Who doesn't love cake?

Erin Mahoney:

It's perfect. All right, before we move on and transition out, let me ask you a couple more questions. What do you think the market is like? How would a client be interested in this? Or how would you, as the trainer, be promoting yourselves in order to make more money by having this certification?

Jenny Scott:

Absolutely. You have to promote the benefits. It's all about the benefits. So, balance control, whether it's a teen that you're working with, that's an athlete, or a 75-year-old male or female. Everybody can benefit from it. You have to be able to explain to them what they're going to get out of it. That person that tripped and fell down the stairs, it can help them cause they're going to have better balance and stability. That athlete that's trying to build power, it will absolutely help them. General population, if you sit on your bottom for eight or more hours a day in the car, eating dinner, at your desk, then this is for you. And you can absolutely explain that to people.

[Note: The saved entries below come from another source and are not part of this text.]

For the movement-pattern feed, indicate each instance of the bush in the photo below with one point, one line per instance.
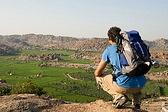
(27, 87)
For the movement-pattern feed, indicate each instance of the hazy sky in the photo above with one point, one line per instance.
(84, 18)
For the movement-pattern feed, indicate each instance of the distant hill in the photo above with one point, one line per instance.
(6, 50)
(29, 41)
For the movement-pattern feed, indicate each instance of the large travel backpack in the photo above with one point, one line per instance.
(133, 53)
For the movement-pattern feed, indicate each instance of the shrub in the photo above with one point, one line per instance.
(4, 90)
(27, 87)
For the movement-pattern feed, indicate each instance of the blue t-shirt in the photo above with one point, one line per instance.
(111, 56)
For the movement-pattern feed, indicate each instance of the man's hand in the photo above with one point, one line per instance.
(100, 68)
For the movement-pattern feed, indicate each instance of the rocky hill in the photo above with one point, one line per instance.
(33, 103)
(7, 50)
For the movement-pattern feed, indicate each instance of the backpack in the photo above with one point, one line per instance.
(133, 53)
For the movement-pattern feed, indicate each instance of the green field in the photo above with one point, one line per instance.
(54, 80)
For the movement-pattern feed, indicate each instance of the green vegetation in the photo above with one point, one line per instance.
(28, 77)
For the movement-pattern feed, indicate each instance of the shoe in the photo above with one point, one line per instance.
(119, 103)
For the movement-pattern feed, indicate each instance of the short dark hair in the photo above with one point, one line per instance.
(113, 31)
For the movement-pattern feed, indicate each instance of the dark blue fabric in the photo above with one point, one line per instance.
(111, 56)
(123, 60)
(138, 44)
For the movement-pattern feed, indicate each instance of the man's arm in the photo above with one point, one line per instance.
(100, 68)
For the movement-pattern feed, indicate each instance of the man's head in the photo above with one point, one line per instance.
(113, 32)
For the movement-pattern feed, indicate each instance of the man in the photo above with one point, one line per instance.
(118, 84)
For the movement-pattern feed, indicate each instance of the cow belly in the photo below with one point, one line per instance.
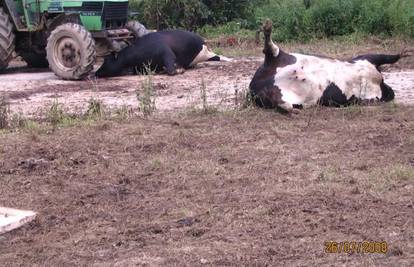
(305, 82)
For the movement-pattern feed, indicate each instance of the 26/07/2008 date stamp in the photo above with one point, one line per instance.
(356, 247)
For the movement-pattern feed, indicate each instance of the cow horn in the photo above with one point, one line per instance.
(407, 52)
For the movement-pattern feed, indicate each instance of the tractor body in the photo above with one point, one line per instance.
(64, 35)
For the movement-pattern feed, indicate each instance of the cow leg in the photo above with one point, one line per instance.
(170, 62)
(270, 50)
(378, 60)
(333, 97)
(387, 92)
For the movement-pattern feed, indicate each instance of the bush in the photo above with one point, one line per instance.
(293, 19)
(306, 19)
(192, 14)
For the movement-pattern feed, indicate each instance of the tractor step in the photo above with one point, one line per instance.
(11, 5)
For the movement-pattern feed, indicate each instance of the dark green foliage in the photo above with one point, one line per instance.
(192, 14)
(306, 19)
(293, 19)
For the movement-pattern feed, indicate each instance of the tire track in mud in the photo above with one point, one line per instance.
(32, 93)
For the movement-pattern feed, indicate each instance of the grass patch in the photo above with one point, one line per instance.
(147, 96)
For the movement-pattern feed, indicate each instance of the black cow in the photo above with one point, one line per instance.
(287, 81)
(165, 50)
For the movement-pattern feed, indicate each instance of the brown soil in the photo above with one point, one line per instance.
(32, 93)
(235, 188)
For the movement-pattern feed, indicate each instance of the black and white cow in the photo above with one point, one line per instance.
(287, 81)
(161, 51)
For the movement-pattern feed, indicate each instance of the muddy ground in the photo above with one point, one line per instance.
(240, 188)
(233, 187)
(31, 93)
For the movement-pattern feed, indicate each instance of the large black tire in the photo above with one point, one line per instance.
(71, 51)
(137, 29)
(35, 60)
(6, 40)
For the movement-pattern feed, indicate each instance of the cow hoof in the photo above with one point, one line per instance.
(180, 71)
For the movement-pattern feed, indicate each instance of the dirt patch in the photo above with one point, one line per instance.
(235, 188)
(32, 93)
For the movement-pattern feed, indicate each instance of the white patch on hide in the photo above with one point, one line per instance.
(304, 82)
(204, 55)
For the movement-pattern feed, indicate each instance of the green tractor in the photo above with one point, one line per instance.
(67, 36)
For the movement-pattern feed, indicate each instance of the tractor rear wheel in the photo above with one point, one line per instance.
(35, 60)
(71, 51)
(6, 40)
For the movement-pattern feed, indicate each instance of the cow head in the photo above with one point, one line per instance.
(110, 67)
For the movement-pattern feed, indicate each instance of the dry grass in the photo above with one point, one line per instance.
(240, 188)
(340, 47)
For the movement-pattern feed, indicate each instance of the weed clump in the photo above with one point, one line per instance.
(146, 98)
(4, 113)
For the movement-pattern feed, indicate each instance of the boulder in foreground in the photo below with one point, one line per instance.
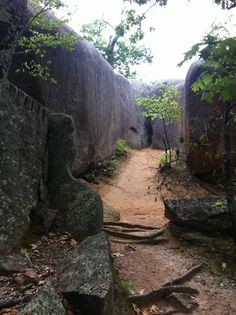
(87, 279)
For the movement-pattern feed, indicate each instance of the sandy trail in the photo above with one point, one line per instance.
(133, 192)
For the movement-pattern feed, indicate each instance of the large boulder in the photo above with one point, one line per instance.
(23, 136)
(45, 302)
(209, 215)
(203, 126)
(79, 206)
(87, 279)
(99, 101)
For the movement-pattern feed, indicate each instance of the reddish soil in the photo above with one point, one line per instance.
(137, 192)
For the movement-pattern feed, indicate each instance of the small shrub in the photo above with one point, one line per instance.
(121, 148)
(164, 159)
(108, 167)
(90, 177)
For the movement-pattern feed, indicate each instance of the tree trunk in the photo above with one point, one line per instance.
(228, 167)
(167, 142)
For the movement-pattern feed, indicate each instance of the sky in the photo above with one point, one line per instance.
(179, 25)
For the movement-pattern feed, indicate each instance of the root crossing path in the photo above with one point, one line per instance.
(134, 193)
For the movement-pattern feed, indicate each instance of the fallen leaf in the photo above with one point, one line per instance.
(141, 291)
(10, 311)
(73, 243)
(118, 255)
(153, 308)
(64, 237)
(137, 310)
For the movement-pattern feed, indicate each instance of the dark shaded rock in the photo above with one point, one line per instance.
(87, 280)
(144, 138)
(16, 263)
(42, 218)
(209, 215)
(99, 101)
(13, 18)
(45, 302)
(152, 131)
(80, 207)
(23, 135)
(203, 119)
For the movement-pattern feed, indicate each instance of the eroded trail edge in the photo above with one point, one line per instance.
(135, 193)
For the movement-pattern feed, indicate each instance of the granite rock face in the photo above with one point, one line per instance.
(99, 101)
(23, 135)
(208, 215)
(87, 280)
(79, 206)
(45, 302)
(202, 120)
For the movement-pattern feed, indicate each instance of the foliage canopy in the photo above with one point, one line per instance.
(40, 34)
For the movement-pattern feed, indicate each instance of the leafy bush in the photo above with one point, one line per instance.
(107, 167)
(121, 148)
(164, 159)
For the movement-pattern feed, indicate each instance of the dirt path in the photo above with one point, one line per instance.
(134, 193)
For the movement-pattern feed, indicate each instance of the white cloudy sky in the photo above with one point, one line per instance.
(178, 26)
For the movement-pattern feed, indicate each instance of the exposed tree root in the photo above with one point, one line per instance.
(130, 225)
(128, 230)
(134, 237)
(184, 277)
(166, 312)
(14, 302)
(161, 292)
(148, 242)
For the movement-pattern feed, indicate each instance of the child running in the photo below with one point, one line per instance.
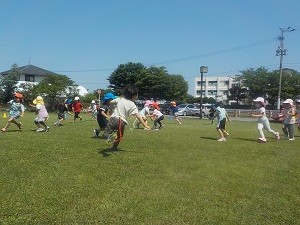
(289, 119)
(76, 108)
(157, 117)
(42, 114)
(102, 113)
(222, 116)
(16, 111)
(144, 113)
(263, 122)
(61, 114)
(174, 112)
(298, 113)
(124, 107)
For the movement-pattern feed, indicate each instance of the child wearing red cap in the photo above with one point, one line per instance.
(289, 119)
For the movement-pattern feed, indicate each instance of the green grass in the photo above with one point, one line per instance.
(178, 175)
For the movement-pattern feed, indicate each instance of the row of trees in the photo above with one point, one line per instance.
(261, 82)
(156, 82)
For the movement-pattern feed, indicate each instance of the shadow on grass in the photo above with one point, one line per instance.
(208, 138)
(105, 152)
(11, 131)
(246, 139)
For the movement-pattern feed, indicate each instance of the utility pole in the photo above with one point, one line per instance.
(281, 52)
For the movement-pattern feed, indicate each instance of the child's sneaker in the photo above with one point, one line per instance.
(222, 139)
(111, 139)
(262, 140)
(225, 133)
(96, 133)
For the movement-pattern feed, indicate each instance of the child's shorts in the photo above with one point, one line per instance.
(40, 119)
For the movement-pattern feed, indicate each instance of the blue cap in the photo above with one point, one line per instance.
(108, 96)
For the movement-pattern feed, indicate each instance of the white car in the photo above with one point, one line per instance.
(185, 109)
(205, 109)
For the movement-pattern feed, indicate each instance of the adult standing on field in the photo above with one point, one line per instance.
(155, 104)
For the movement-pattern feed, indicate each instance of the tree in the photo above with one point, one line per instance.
(261, 82)
(125, 74)
(153, 82)
(237, 93)
(8, 84)
(54, 87)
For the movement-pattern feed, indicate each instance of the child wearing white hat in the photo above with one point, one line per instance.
(289, 119)
(42, 115)
(263, 122)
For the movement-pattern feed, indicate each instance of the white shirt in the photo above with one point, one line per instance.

The biggest thing, I'm sure we'll talk about it later too, is assessments. When you do assessments with clients, especially squat assessments, there's so much information that can be garnered from that, and you can easily show people that they need glute training specifically.

Erin Mahoney:

I'll tell you what, Jenny, I feel like I know a lot about glutes, I don't know nearly as much as you do. Jenny took the product team out for a workout a couple of weeks ago, applying some of this stuff, and, oh my gosh, I can't tell you how sore my glutes were, not that you guys have to go through that pain. But as we transition away, Jenny, what is your favorite glute exercise that you learned, or that maybe you already knew, but what's your favorite one that you love to use with clients?

Jenny Scott:

I have to say the hip thrust. It's a tough movement, but whether you do it in a machine or with a barbell, it is a very specific, really good glute-focused movement.

Erin Mahoney:

All right, there you have it. We just did a really brief overview on ISSA's new glute specialist certification. In part two of this webinar, our favorite glute expert, Jenny, is going to be talking us through why you can't just squat and deadlift your way to the glutes, right? Tell me that's true or not true.

Jenny Scott:

It's 100% true. There's so much more than squats, deadlifts, and lunges.

Erin Mahoney:

All right, cool. Well, thank you again, Jenny, for joining us. We will connect with you guys on part two so that we can hear about what else you can be doing besides squats and deadlifts.